Pensions: the seven priorities

Jun 27, 2007

PENSION scheme trustees have become so beleaguered by warning after warning from their professional advisers and the Pensions Regulator of the dire impact of different regulations that it has created a ‘white noise’ effect.

No warning seems more important than another and it is increasingly difficult to know which way to turn.

The only way to address this is for trustees to have a real understanding of the fundamental issues. They should be able to decide for themselves what warnings they should heed most.

That is not to say that trustees should not listen to their professional advisers nor to the Regulator. However, they must be able to make informed judgements about how the advice and guidance affects their scheme and their members.

I was delighted when the Regulator issued the Corporate Plan 2007-2010 last month, in which it states that one of its key priorities was to improve governance of work-based pensions via a year-on-year improvement in the extent to which trustees demonstrate knowledge and understanding of governance requirements.

Another priority in the Corporate Plan is to strengthen defined benefit scheme funding by completion of scheme-specific valuations and agreed recovery plans for schemes in deficit. There is also the aim to reduce risks to members of defined contribution schemes via increased understanding by trustees and others involved in running such schemes.

It is clear that the Regulator’s objectives crucially depend on good governance and trustees’ understanding.

But, governance is boring, isn’t it? And it doesn’t grab headlines the way that ‘Multi-million £ deficit’ or ‘Thousands lose jobs and pensions’ does. However, it is good governance that provides the best prospect of ensuring that those types of headlines appear less and less.

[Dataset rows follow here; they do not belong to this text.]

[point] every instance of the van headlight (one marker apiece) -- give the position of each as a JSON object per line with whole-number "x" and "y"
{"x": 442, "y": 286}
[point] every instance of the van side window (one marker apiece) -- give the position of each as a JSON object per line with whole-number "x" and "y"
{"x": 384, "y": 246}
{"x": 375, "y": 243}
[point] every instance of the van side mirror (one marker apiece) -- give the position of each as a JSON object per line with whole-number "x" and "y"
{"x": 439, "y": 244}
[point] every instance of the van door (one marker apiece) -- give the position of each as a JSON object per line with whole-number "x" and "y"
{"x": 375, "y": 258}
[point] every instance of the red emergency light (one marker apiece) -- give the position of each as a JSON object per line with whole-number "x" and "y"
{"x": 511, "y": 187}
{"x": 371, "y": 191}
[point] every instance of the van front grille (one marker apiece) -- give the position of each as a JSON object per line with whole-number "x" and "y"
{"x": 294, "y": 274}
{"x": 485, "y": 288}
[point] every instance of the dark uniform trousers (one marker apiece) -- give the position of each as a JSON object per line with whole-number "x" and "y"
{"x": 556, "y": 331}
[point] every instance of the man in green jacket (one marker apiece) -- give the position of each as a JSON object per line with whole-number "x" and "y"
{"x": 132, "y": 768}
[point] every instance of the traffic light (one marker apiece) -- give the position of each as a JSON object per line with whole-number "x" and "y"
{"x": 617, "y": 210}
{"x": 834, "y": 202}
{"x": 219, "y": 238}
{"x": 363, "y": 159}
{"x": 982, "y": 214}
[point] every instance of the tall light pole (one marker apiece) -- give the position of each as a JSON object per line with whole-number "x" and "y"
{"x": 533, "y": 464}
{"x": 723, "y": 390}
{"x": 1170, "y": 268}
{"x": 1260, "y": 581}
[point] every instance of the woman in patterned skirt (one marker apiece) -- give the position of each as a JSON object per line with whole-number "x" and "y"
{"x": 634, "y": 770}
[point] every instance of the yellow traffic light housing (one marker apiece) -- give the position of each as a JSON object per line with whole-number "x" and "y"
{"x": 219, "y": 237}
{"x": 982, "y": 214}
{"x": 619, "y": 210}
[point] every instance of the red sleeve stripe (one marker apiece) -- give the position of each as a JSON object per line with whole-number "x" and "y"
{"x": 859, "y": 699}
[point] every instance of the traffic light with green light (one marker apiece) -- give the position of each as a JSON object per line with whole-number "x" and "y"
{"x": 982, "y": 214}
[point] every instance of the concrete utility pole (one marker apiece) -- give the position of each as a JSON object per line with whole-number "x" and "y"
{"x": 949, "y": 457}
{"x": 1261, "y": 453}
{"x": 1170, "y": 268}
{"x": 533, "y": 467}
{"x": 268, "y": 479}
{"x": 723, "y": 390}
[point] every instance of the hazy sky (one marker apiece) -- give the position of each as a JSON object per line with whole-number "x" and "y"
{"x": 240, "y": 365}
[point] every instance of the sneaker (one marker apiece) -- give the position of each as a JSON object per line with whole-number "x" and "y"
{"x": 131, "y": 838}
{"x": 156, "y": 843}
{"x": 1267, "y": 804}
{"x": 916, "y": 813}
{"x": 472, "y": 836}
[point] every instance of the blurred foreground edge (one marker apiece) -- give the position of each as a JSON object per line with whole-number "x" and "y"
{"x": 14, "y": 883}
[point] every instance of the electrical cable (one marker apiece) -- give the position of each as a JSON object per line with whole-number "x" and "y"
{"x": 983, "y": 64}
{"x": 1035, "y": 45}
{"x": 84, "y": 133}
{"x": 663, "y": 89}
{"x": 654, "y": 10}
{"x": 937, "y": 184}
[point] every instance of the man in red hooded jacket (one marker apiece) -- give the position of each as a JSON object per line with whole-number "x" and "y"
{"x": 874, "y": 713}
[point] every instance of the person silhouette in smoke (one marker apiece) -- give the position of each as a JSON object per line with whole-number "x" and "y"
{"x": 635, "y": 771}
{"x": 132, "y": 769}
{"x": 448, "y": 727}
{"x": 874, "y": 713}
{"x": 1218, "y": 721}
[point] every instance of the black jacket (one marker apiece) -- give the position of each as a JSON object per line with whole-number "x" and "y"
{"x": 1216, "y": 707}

Last month, the Regulator published a discussion paper on governance, the executive summary to which neatly collated the key issues for scheme members and trustees.
The paper sets out seven priorities for scheme governance, the first of which – perhaps obviously – is knowledge and understanding.

The second priority concerns conflicts of interest and it is hugely important that trustees are able to identify conflicts and have policies and protocols in place for handling them.
The next priority is the monitoring of the employer covenant and an understanding of the covenant is regarded as essential, particularly in the context of technical provisions and recovery plans.

The key here is understanding the covenant. Simply monitoring it is not enough.
Another priority concerns the processes for investment choice and the discussion paper points out the indisputable fact that poor investment returns can lead to lower members’ benefits, increased costs to the employer or both.

Other priorities include good administration, particularly in DC schemes, and governance during wind-up, with the aim of ensuring that the key activities of winding up a scheme are completed within two years.

Finally, the paper talks about relations with advisers, recognising that expert advice is essential but that risks of conflict arise where advisers work for both the trustee and the employer.

Trustees are counselled to ensure that advisers are suitably qualified for the issues they are addressing and are recommended to challenge the advice to test that it is robust and applicable.